Thursday, 14 February 2008

Space Babes

Dark Roasted Blend has an impressive post on Babes of the Spaceways and...

Sorry. Got a bit distracted then.

"I Was a Sonic Blaster Guinea Pig"

Sharon Weinberger wins the Julius Caesar "Ides of March" foresight award.

Warbots of the World

Popular Mechanics looks at military robots fielded by other than the U.S. military.

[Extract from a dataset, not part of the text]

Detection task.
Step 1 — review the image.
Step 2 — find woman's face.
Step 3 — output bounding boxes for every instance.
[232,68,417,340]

The Trade Federation didn't make the cut.

Cartoon Counterstrike.

Danish police arrest three Jihadists who plotted to murder one of the Mohammed cartoonists. Did the Danes:
  1. Do an Archbishop of Canterbury and grovel in the name of "social cohesion."
  2. Reprint the cartoons "to show their firm commitment to freedom of speech."
They chose 2.

That's Civilisation 1, Barbarism nil.

Wednesday, 13 February 2008

House of the Future of Yesterday Tomorrow

Disneyland is reopening the House of the Future.

That's a different House of the Future, as the old one is a) a bit dated and b) more than somewhat demolished and scattered to the four winds.

1975: And the Changes To Come

Bostworld is featuring scans from a 1963 book looking forward to the strange, new world of 1975.

Tuesday, 12 February 2008

Tales of Future Past: Danish Style

If you're in Copenhagen, check out the Post & Tele Museum, where images from Tales of Future Past are being showcased.

End of shameless plug.

I Want One For My Lawn

"Campaigners" are demanding that a sonic device that drives teenagers away should be banned because it targets everyone under the age of twenty.

And the problem with this is what?

Geared Up

GMPTE, which is responsible for Greater Manchester public transport, recently came out with this unfortunate poster.

Poor engineering, but a perfect metaphor for how government bureaucracies work.